Bar-20 Days eBook

This eBook from the Gutenberg Project consists of approximately 275 pages of information about Bar-20 Days.

Bar-20 Days eBook

This eBook from the Gutenberg Project consists of approximately 275 pages of information about Bar-20 Days.

So the Mexicans gossiped and exulted, some of the bolder of them even swaggering out to the Gringo camp; but Martin drove them back again, saying he would not allow them to bully men who could not retaliate, which was right and fair.  Then, afraid to go away and leave the mad cow-punchers so close to town, he ordered them to drive their herd farther east, nearer to Dent’s store, and never to return to San Felippe unless they needed the padre; and they obeyed him after a long talk.  After seeing them settled in their new camp, which was on Monday morning, Martin returned to San Felippe and told the padre where he could be found and then rode away again.  San Felippe celebrated for a whole day and two Mexican babies were christened after Senor Dick Martin, which was honor all around.

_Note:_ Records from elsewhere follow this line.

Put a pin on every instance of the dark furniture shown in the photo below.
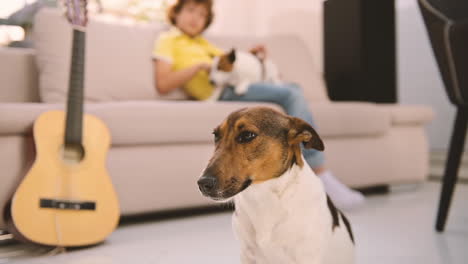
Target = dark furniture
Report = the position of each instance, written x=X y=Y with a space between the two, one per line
x=359 y=50
x=447 y=25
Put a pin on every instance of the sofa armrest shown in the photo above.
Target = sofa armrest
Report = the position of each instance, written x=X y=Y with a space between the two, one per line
x=19 y=78
x=409 y=114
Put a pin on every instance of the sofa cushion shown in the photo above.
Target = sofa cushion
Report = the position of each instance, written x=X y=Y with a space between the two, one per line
x=18 y=75
x=118 y=64
x=351 y=119
x=292 y=57
x=159 y=122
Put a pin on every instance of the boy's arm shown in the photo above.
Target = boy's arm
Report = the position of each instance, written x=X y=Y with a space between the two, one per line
x=167 y=80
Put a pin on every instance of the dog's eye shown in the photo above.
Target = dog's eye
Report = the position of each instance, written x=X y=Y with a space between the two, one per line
x=216 y=134
x=246 y=137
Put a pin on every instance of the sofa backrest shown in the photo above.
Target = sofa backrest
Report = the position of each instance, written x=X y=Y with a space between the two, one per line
x=118 y=64
x=18 y=75
x=291 y=55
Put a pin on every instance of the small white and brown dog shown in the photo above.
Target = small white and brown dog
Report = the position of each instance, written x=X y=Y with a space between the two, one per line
x=282 y=213
x=239 y=69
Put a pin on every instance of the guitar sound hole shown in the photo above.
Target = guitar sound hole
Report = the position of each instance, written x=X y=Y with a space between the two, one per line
x=73 y=153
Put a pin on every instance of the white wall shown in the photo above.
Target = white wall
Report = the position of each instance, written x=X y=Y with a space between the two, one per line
x=418 y=81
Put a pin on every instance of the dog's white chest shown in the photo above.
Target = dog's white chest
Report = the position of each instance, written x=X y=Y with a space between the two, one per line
x=285 y=220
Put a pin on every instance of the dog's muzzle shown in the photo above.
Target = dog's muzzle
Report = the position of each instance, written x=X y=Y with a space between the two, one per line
x=207 y=184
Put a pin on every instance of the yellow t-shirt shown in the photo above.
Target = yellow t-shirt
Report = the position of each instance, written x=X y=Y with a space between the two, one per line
x=182 y=52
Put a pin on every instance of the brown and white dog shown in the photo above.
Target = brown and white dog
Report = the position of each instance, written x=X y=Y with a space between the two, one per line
x=282 y=214
x=239 y=69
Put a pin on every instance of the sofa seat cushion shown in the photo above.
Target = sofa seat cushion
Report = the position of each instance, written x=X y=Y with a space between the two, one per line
x=351 y=119
x=409 y=114
x=159 y=122
x=135 y=122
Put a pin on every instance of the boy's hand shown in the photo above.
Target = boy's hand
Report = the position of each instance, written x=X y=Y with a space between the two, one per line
x=204 y=67
x=259 y=51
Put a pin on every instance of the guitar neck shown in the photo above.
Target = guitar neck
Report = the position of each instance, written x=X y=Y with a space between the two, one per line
x=74 y=119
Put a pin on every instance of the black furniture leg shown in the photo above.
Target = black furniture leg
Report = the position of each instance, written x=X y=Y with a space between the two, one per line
x=452 y=165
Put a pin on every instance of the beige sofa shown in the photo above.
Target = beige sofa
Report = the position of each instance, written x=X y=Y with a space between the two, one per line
x=160 y=145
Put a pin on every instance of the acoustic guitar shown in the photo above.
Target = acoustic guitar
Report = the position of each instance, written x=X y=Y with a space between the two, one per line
x=67 y=198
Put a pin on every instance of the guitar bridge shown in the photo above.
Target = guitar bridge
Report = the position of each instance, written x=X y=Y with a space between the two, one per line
x=67 y=205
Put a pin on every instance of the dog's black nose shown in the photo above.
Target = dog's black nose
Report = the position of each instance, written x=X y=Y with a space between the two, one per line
x=207 y=183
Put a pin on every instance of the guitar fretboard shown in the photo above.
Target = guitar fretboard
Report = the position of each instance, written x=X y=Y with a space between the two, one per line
x=74 y=121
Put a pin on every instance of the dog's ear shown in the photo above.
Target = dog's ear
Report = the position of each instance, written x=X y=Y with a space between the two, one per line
x=301 y=131
x=232 y=56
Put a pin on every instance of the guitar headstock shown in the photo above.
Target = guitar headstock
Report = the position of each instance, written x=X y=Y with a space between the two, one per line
x=76 y=12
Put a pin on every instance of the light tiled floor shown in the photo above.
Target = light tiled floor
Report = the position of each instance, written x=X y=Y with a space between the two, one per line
x=395 y=228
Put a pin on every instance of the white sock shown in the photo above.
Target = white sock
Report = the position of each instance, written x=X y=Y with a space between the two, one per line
x=341 y=195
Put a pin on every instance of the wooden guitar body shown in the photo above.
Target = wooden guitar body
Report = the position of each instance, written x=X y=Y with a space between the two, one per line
x=67 y=198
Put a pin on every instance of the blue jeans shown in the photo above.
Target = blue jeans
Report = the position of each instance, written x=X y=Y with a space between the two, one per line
x=290 y=97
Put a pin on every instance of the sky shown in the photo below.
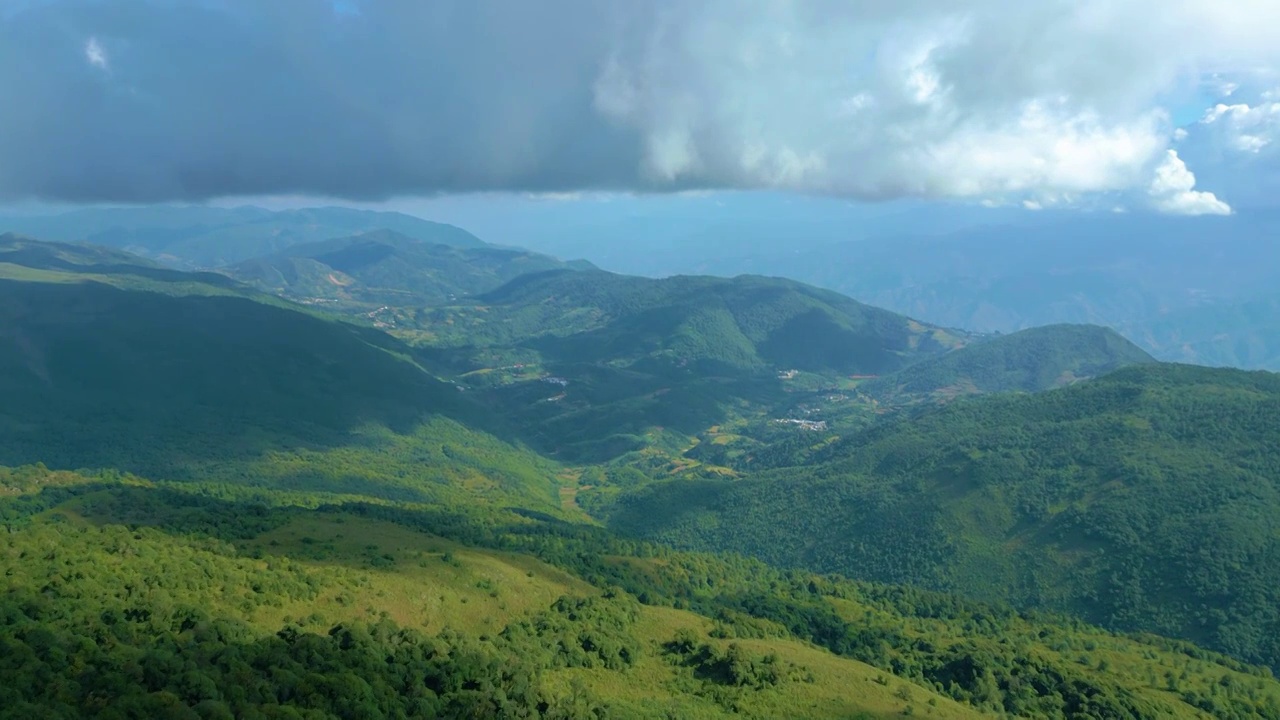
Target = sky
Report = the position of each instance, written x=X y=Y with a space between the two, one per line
x=1157 y=105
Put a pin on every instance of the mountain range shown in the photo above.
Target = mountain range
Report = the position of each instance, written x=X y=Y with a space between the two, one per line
x=488 y=504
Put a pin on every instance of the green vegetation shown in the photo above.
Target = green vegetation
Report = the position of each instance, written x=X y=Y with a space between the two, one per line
x=629 y=365
x=126 y=597
x=379 y=269
x=287 y=515
x=1142 y=500
x=211 y=237
x=1028 y=360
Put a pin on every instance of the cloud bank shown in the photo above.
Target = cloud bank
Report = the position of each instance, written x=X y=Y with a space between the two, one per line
x=1040 y=103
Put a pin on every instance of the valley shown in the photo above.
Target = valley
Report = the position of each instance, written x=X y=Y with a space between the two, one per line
x=594 y=495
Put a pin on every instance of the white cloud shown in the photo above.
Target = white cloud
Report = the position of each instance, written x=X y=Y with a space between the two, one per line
x=1173 y=190
x=95 y=54
x=1246 y=128
x=974 y=99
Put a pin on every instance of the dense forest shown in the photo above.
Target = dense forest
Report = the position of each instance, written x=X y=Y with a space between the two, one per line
x=133 y=598
x=1142 y=500
x=218 y=504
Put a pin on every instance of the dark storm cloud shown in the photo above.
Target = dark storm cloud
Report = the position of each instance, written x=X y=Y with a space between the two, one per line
x=147 y=100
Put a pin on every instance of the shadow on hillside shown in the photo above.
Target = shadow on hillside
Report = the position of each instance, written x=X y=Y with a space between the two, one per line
x=92 y=376
x=246 y=518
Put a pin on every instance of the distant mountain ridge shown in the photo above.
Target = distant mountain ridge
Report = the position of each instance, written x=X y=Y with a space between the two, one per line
x=1031 y=360
x=389 y=268
x=106 y=363
x=1147 y=499
x=744 y=323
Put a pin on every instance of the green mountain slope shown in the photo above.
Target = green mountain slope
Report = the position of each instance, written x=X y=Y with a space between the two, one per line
x=192 y=377
x=713 y=324
x=1238 y=335
x=1031 y=360
x=211 y=237
x=1146 y=499
x=387 y=268
x=597 y=365
x=174 y=604
x=295 y=518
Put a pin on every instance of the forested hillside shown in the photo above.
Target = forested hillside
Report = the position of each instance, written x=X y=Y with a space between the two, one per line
x=191 y=377
x=1028 y=360
x=1147 y=499
x=286 y=514
x=211 y=237
x=597 y=365
x=383 y=268
x=133 y=598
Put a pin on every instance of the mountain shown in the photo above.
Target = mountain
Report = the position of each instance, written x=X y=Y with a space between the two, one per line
x=695 y=323
x=595 y=367
x=213 y=237
x=1240 y=335
x=388 y=268
x=289 y=515
x=182 y=604
x=1144 y=500
x=192 y=377
x=1029 y=360
x=1193 y=290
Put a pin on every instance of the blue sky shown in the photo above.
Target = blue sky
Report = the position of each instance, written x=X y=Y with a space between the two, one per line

Friday, when Manuel went over to spy upon the cow-punchers in their new camp, he found them so drunk that they could not stand, and before he crept away at dusk two of them were sleeping like gorged snakes and the third was firing off his revolver at random, which diversion had not a little to do with Manuel’s departure.

When Manuel crept away he headed straight for a crevice near the wall of the canyon at the Big Bend and, reaching it, looked all around and then dropped into it.  Not long thereafter another Mexican appeared, this one from San Felippe, and also disappeared into the crevice.  As darkness fell Manuel reappeared with something under his jacket and a moment later a light gleamed at the base of a slender sapling which grew on the edge of the canyon wall and leaned out over the abyss.  It was cleverly placed, for only at one spot on the Mexican side of the distant Rio Grande could it be seen—­the high canyon walls farther down screened it from any one who might be riding on the north bank of the river.  In a moment there came an answering twinkle and Manuel, covering the lantern with a blanket, was swallowed up in the darkness of the crevice.

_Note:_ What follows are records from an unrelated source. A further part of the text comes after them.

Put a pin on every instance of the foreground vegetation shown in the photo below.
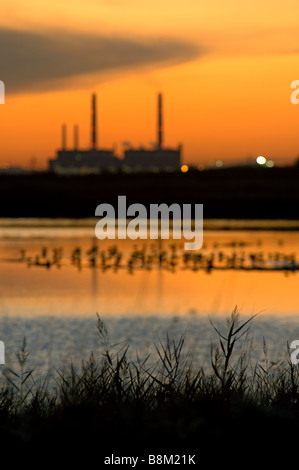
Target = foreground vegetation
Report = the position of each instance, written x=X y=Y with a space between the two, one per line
x=135 y=408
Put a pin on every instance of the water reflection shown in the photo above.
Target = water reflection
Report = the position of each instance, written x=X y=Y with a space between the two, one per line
x=62 y=271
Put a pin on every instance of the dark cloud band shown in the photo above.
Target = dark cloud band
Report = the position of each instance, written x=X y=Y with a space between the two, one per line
x=34 y=61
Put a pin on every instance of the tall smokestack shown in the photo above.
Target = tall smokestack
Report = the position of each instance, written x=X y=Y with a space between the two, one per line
x=63 y=137
x=94 y=122
x=76 y=137
x=160 y=121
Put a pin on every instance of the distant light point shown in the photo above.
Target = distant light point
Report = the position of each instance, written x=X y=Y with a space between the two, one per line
x=261 y=160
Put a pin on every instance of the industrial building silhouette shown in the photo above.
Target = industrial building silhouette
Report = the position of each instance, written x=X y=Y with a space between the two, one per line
x=96 y=160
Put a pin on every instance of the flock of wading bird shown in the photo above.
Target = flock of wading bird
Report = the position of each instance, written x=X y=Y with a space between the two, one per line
x=229 y=256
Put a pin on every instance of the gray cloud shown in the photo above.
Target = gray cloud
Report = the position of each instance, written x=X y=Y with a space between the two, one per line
x=36 y=61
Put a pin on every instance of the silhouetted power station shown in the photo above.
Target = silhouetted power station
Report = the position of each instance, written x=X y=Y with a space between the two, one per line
x=96 y=160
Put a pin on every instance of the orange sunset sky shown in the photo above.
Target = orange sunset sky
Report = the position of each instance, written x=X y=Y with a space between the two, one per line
x=225 y=70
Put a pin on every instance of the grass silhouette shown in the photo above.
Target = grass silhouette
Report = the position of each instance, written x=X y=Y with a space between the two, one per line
x=116 y=405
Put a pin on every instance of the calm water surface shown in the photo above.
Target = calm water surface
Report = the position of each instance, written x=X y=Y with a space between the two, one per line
x=55 y=276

Without a trace of emotion, Dick Martin, from his place of concealment, caught the answering gleam, and he watched Manuel disappear.  “Cassidy was right in every point; Lewis or Sayre couldn’t ‘a’ done this better.  I hope he won’t be late,” he muttered, and settled himself more comfortably to wait for the cue for action, smiling as the moon poked its rim over the low hills to his right.  “This means promotion for me, or I’ve very much mistaken,” he chuckled.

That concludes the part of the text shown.